Like smoky tendrils from a tray of incense, Faya dayi (2021) unfurls in a languorous haze. The film is a portal into a woven dream of partial remembrance, timeless mythic cycles, and the present urgencies of migration and the climate crisis. Mexican Ethiopian filmmaker Jessica Beshir’s debut feature is also an exquisite exercise in patience, shot over ten years of return visits to her home city of Harar—which she had left as a teenager during a time of political upheaval in Ethiopia—and marked by a synchronously slow diegetic pacing. Loosening itself from linear development, narrative expectation, and even time itself, Faya dayi is an unhurried study of a particular community of Oromo farmers that also reckons with the economic and social consequences of the region’s increased agricultural reliance on khat.
The film addresses this complex entanglement of political tensions without letting them overdetermine its story. Dancing between the labyrinthine enclosures of the walled city and open expanses of farmland, Beshir draws on delicately expressive black-and-white cinematography to construct an atmospheric tapestry of moody landscapes, diaphanous curtains, and polyvocal murmurs. The director’s method of drift and pause crafts a soothing tempo that makes elegant use of slow motion. Narratively, the film avoids the habits of singularizing or individualizing to instead orchestrate an ensemble. Collectivity animates Beshir’s approach to her filmmaking practice. Her film emerged from deep wells of family and kinship—beginning with a visit to her grandmother in Ethiopia and drawing on years of informal conversations with the Oromo farmers who anchor Faya dayi. The personal dimension was magnified in the material construction of the film: Beshir is her own cinematographer, and an autodidact whose practiced eye is the result of a free-flowing devotion, not shaped by formal training.

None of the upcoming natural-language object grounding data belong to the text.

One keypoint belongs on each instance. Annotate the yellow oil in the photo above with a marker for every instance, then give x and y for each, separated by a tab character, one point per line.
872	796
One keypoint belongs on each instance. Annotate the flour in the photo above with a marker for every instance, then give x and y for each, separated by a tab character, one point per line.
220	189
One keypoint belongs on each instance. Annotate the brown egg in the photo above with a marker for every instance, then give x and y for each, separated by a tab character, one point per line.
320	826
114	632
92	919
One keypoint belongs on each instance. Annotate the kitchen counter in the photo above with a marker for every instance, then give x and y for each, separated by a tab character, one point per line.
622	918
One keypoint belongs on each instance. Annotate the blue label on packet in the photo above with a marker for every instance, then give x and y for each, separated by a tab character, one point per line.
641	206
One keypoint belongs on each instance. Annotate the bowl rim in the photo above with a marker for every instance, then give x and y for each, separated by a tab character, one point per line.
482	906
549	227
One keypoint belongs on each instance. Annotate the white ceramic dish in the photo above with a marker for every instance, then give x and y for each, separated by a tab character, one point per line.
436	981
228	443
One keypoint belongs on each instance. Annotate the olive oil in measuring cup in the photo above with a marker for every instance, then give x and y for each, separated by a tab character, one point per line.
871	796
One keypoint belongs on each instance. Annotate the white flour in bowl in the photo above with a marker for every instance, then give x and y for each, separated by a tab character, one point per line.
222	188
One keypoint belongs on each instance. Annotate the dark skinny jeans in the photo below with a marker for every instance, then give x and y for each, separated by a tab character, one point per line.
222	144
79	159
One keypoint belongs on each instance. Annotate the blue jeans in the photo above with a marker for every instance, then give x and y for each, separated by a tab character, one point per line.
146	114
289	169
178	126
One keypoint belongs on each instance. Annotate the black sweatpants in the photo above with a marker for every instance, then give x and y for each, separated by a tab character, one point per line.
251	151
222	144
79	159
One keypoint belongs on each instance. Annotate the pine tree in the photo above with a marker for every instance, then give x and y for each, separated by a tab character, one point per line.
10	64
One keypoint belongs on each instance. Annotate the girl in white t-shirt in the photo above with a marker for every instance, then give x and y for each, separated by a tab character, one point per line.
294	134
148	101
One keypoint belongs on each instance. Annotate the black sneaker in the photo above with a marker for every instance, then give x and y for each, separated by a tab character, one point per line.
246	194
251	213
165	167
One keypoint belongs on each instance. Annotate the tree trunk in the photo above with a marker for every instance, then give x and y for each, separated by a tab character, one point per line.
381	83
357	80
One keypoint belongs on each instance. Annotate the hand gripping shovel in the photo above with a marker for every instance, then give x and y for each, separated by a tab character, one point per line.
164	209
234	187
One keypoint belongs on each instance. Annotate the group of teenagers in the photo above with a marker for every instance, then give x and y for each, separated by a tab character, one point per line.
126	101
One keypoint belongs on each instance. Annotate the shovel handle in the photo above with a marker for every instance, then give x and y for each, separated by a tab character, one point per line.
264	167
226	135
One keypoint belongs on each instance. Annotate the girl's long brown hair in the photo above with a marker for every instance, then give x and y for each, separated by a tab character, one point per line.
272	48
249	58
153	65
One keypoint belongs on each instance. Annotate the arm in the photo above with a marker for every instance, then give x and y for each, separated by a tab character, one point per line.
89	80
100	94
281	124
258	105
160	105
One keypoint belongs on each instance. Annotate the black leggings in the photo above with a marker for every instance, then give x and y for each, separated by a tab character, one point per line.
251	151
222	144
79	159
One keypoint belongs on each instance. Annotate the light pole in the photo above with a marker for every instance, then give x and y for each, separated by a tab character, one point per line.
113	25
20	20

There is a clear continuity between Faya dayi and Beshir’s short Hairat (2017). In just under seven minutes, her earlier film exemplifies what may well turn into a signature combination of lustrous black-and-white images, mosaics of texture, and a limpid, breathy score to render a sensitive portrait of a resident of Harar, Yussuf Mume Saleh, in his ritual interactions with hyenas beyond the city’s walls. Opening with a shot of a piece of cloth that seems almost possessed, undulating autonomously and accompanied by a reverent voice-over, Hairat establishes the aesthetic approach that blossomed into the rapture of Beshir’s feature.
“The director’s black-and-white cinematography is a textural marvel, rendering a heightened sense of surface and touch.”